Diversos estudios y estadísticas evidencian la precariedad de las pensiones en el país. Un análisis previo a la legislación recientemente aprobada reveló que las tasas de reemplazo del sistema son extremadamente bajas:
- El 90,75% de los jubilados recibe alrededor de la mitad del sueldo mínimo, lo que representa entre un tercio y un 50% de los ingresos que recibían los afiliados a las AFP durante su vida laboral.
- Los hombres que cotizaron más de 30 años reciben pensiones de $596 mil, mientras que las mujeres con la misma trayectoria alcanzan los $429 mil.
- Para aquellos que cotizaron 10 años, los hombres perciben en promedio $369 mil y las mujeres $217 mil (Jorge Sepúlveda, 30 de diciembre de 2016. Emol.com).
La situación para los nuevos pensionados es aún más desalentadora. De las 158 mil personas que se pensionaron en 2023:
- La mitad apenas logró autofinanciar pensiones inferiores a $91 mil al mes.
- Para las mujeres, este panorama es peor, ya que el 50% de ellas juntó solo $49 mil.
- El monto promedio de los nuevos jubilados -sin sumar la Pensión Garantizada Universal (PGU) ni la Aporte Previsional Solidario (APS)- fue de $183.579 mensuales.

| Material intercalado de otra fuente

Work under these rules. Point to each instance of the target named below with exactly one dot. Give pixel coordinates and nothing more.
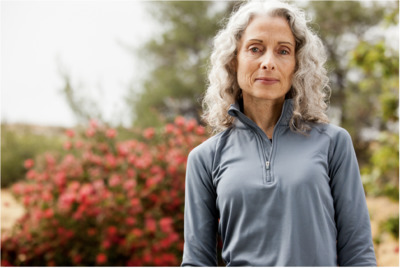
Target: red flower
(200, 130)
(70, 133)
(78, 144)
(91, 231)
(28, 163)
(129, 184)
(114, 180)
(166, 224)
(180, 121)
(67, 145)
(191, 125)
(130, 221)
(112, 230)
(93, 123)
(90, 132)
(111, 133)
(101, 258)
(77, 259)
(106, 244)
(169, 128)
(31, 174)
(48, 213)
(137, 232)
(151, 225)
(149, 133)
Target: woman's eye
(254, 49)
(284, 52)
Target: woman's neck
(265, 113)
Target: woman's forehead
(266, 27)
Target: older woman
(278, 182)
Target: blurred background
(86, 83)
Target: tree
(177, 80)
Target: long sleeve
(201, 217)
(354, 241)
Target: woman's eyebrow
(279, 42)
(285, 42)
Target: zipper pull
(267, 165)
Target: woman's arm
(354, 241)
(201, 217)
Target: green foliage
(105, 202)
(391, 226)
(178, 57)
(377, 98)
(19, 144)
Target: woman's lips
(267, 80)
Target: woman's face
(266, 59)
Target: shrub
(105, 202)
(20, 144)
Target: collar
(287, 110)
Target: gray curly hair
(309, 88)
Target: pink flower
(93, 123)
(47, 196)
(78, 144)
(101, 258)
(137, 232)
(112, 230)
(48, 213)
(122, 149)
(169, 128)
(166, 224)
(149, 133)
(130, 221)
(91, 231)
(200, 130)
(111, 133)
(70, 133)
(28, 163)
(135, 202)
(77, 259)
(106, 244)
(114, 180)
(180, 121)
(129, 184)
(111, 161)
(31, 174)
(151, 225)
(67, 145)
(90, 132)
(60, 178)
(191, 125)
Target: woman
(278, 183)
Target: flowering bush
(105, 202)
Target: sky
(83, 38)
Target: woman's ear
(233, 63)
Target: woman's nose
(268, 61)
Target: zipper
(267, 157)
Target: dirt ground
(380, 208)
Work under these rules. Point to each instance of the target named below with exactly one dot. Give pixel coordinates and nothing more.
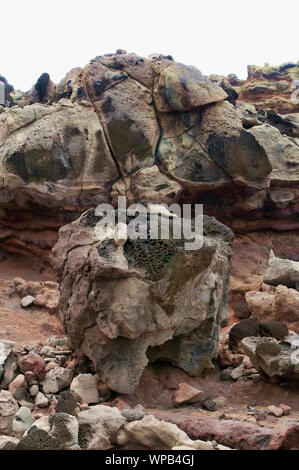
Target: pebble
(27, 301)
(275, 411)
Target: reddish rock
(33, 363)
(187, 394)
(285, 408)
(51, 365)
(84, 406)
(235, 434)
(275, 411)
(119, 403)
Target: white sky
(217, 36)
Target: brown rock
(187, 394)
(18, 382)
(33, 363)
(285, 408)
(275, 411)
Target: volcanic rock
(147, 279)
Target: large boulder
(274, 358)
(126, 308)
(270, 87)
(153, 434)
(145, 128)
(280, 305)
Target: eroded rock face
(144, 128)
(281, 305)
(282, 271)
(272, 357)
(126, 304)
(269, 87)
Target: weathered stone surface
(145, 280)
(271, 357)
(135, 414)
(98, 427)
(57, 431)
(269, 87)
(22, 421)
(8, 363)
(153, 434)
(18, 382)
(145, 128)
(281, 271)
(84, 388)
(8, 442)
(233, 433)
(184, 88)
(8, 410)
(33, 363)
(27, 301)
(41, 401)
(187, 394)
(67, 404)
(57, 379)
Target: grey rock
(8, 442)
(281, 271)
(41, 401)
(27, 301)
(135, 414)
(84, 388)
(22, 421)
(8, 409)
(57, 379)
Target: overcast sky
(216, 36)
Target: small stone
(57, 341)
(8, 409)
(187, 394)
(34, 389)
(104, 392)
(275, 411)
(18, 382)
(8, 442)
(285, 408)
(22, 421)
(84, 406)
(47, 351)
(135, 414)
(66, 403)
(237, 372)
(33, 363)
(23, 398)
(57, 379)
(220, 401)
(84, 388)
(209, 404)
(51, 365)
(247, 363)
(27, 301)
(225, 374)
(255, 377)
(41, 401)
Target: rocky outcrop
(282, 271)
(148, 129)
(281, 304)
(274, 358)
(127, 307)
(269, 87)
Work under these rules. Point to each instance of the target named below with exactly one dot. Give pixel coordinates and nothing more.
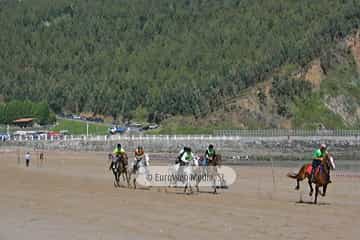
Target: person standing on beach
(27, 159)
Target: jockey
(210, 153)
(317, 158)
(139, 156)
(186, 157)
(118, 152)
(180, 154)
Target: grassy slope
(78, 127)
(343, 80)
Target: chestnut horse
(120, 168)
(321, 178)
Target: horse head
(329, 161)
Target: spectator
(27, 159)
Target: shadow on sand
(311, 203)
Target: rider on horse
(139, 156)
(318, 156)
(186, 157)
(210, 154)
(181, 153)
(118, 152)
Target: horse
(212, 171)
(190, 172)
(141, 168)
(322, 175)
(305, 172)
(120, 168)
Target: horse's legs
(311, 188)
(316, 193)
(297, 184)
(324, 190)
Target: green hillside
(165, 57)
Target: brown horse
(322, 175)
(120, 168)
(305, 172)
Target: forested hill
(167, 56)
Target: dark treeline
(167, 56)
(20, 109)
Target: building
(24, 122)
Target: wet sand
(72, 197)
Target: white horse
(142, 169)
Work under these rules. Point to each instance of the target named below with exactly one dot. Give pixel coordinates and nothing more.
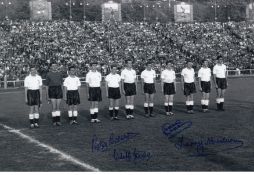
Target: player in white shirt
(93, 80)
(204, 79)
(33, 96)
(168, 86)
(129, 87)
(71, 94)
(113, 92)
(188, 86)
(220, 81)
(148, 85)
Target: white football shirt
(204, 74)
(128, 76)
(188, 75)
(72, 83)
(33, 82)
(148, 76)
(220, 71)
(113, 80)
(93, 79)
(168, 76)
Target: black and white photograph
(126, 86)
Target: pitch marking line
(63, 155)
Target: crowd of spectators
(23, 43)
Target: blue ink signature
(131, 155)
(101, 145)
(201, 146)
(171, 130)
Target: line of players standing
(125, 84)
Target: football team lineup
(208, 141)
(163, 135)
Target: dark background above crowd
(132, 10)
(78, 43)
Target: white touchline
(51, 149)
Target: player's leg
(222, 99)
(191, 102)
(127, 106)
(92, 111)
(111, 108)
(146, 104)
(58, 112)
(96, 110)
(70, 113)
(170, 104)
(131, 106)
(203, 101)
(151, 104)
(166, 104)
(31, 116)
(116, 108)
(188, 103)
(54, 114)
(75, 114)
(207, 97)
(218, 99)
(36, 116)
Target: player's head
(148, 65)
(189, 64)
(71, 70)
(128, 63)
(113, 68)
(53, 67)
(169, 64)
(93, 66)
(205, 63)
(220, 59)
(33, 70)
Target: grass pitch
(215, 141)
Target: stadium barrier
(231, 73)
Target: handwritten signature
(171, 130)
(202, 146)
(131, 155)
(101, 145)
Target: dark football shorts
(73, 97)
(114, 93)
(94, 94)
(33, 97)
(222, 83)
(189, 88)
(206, 86)
(130, 89)
(169, 89)
(55, 92)
(149, 88)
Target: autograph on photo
(202, 147)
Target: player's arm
(136, 82)
(107, 89)
(182, 82)
(214, 81)
(226, 76)
(162, 83)
(79, 86)
(122, 85)
(26, 100)
(199, 83)
(40, 89)
(214, 78)
(65, 93)
(154, 80)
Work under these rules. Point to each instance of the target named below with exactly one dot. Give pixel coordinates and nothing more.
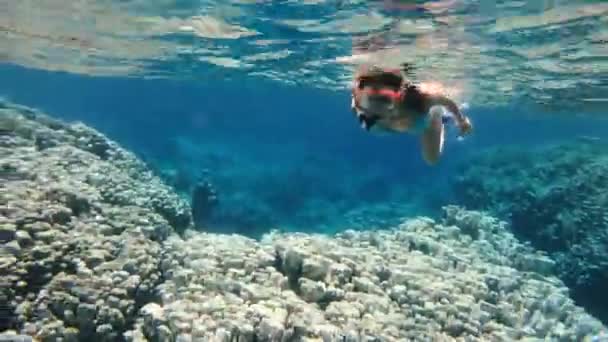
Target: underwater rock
(204, 200)
(91, 253)
(555, 198)
(66, 241)
(335, 292)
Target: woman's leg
(433, 136)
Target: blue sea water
(253, 96)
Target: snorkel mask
(377, 93)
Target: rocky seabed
(94, 247)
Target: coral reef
(90, 251)
(80, 229)
(423, 280)
(556, 198)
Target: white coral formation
(88, 252)
(420, 281)
(80, 229)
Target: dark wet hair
(414, 99)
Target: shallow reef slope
(556, 197)
(90, 252)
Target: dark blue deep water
(281, 156)
(244, 110)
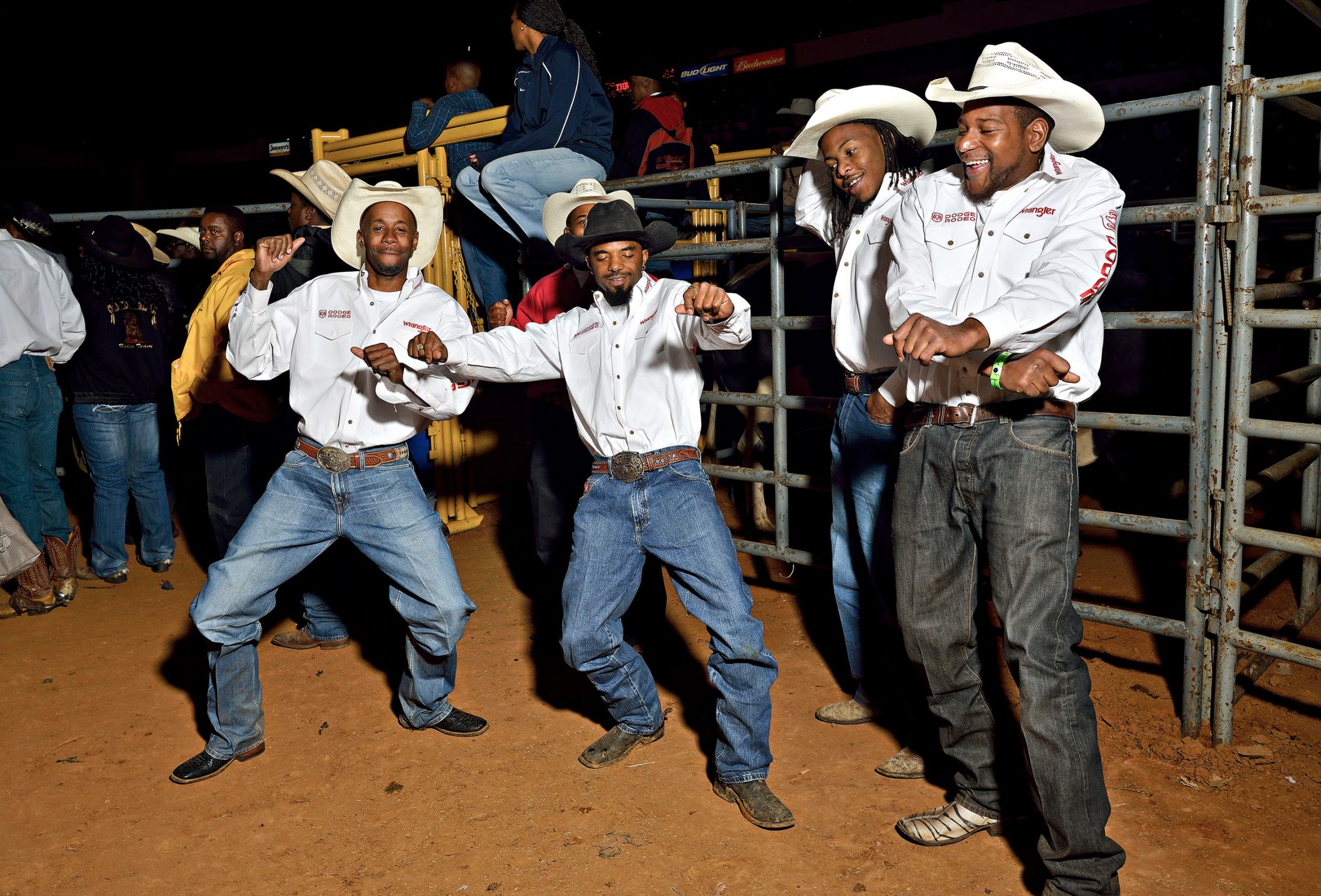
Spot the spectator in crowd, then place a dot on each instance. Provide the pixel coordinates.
(40, 326)
(1002, 254)
(349, 473)
(116, 379)
(633, 383)
(864, 148)
(479, 233)
(559, 130)
(233, 415)
(312, 205)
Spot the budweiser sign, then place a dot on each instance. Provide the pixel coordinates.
(756, 61)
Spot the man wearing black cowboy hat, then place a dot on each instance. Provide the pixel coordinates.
(635, 387)
(40, 326)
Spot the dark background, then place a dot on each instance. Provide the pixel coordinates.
(177, 110)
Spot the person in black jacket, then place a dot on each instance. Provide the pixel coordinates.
(559, 130)
(116, 379)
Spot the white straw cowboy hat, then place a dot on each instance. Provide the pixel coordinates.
(907, 111)
(1009, 71)
(423, 201)
(555, 213)
(322, 185)
(800, 106)
(190, 235)
(151, 241)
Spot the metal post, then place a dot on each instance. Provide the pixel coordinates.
(1241, 379)
(1197, 583)
(778, 384)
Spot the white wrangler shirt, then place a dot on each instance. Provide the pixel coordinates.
(857, 313)
(340, 400)
(632, 376)
(1029, 266)
(38, 313)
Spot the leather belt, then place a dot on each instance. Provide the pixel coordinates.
(337, 461)
(967, 415)
(629, 466)
(864, 383)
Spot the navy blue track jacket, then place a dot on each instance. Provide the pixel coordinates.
(559, 103)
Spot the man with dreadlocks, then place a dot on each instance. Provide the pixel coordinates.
(866, 145)
(558, 132)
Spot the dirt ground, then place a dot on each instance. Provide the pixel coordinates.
(102, 702)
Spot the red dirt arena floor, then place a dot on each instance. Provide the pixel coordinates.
(101, 704)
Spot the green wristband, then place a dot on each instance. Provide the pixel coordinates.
(998, 367)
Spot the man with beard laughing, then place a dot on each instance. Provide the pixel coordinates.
(635, 388)
(349, 473)
(995, 257)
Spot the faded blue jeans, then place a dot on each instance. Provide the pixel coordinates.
(670, 514)
(864, 457)
(512, 190)
(29, 417)
(1014, 487)
(384, 513)
(122, 443)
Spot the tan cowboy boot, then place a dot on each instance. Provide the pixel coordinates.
(64, 564)
(35, 595)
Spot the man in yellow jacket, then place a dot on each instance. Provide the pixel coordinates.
(233, 413)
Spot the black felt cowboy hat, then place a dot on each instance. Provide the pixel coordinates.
(114, 239)
(613, 222)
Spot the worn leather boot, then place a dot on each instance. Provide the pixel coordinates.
(35, 595)
(62, 558)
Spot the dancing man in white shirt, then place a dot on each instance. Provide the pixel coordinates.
(635, 388)
(349, 473)
(999, 255)
(866, 149)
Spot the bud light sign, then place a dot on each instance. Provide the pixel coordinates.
(703, 71)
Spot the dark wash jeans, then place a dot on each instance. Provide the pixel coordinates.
(1014, 487)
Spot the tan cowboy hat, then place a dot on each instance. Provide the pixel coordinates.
(555, 213)
(151, 241)
(907, 111)
(1009, 71)
(423, 201)
(190, 235)
(322, 185)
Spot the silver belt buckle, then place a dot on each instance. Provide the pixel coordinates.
(628, 466)
(333, 460)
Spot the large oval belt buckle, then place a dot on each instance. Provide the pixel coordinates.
(333, 460)
(628, 466)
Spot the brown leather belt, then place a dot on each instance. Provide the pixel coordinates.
(967, 415)
(337, 461)
(629, 466)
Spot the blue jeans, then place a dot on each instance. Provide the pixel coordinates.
(122, 443)
(29, 419)
(864, 457)
(1014, 487)
(477, 239)
(512, 190)
(671, 515)
(382, 511)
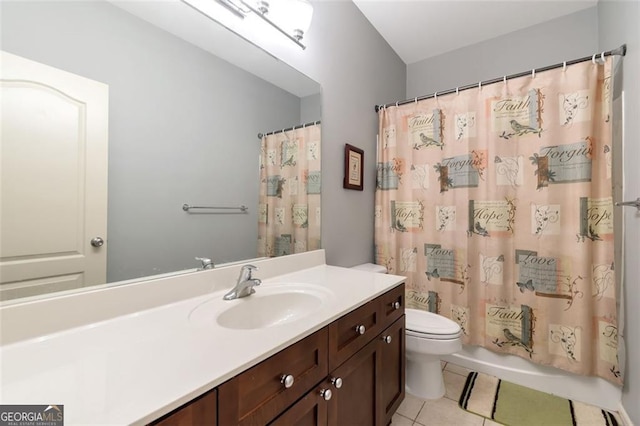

En la última década, el sistema de Administradoras de Fondos de Pensiones (AFP) y Compañías de Seguros en Chile ha experimentado un notable aumento en el número de pensiones de vejez otorgadas, alcanzando casi 1,2 millones al cierre de 2023. Un informe de la Fundación Sol, titulado “Pensiones bajo el mínimo”, subraya que incluso quienes cotizaron entre 30 y 35 años obtuvieron pensiones que apenas superaron los $465 mil, un monto ligeramente por encima del salario mínimo de ese período. Estadísticas adicionales demuestran que casi el 85% de las pensiones otorgadas por AFP y Compañías de Seguros están por debajo del salario mínimo, aunque esta proporción disminuye al 70% al considerar los subsidios estatales.
Factores que Contribuyen a la Insuficiencia de las Pensiones
Lagunas Previsionales y Empleo Informal
Enfrentados a bajas remuneraciones, los titulares de las cuentas individuales recurrieron en muchos casos a la informalidad como fórmula compensatoria, generando con ello importantes lagunas previsionales que afectan directamente el monto final de sus pensiones.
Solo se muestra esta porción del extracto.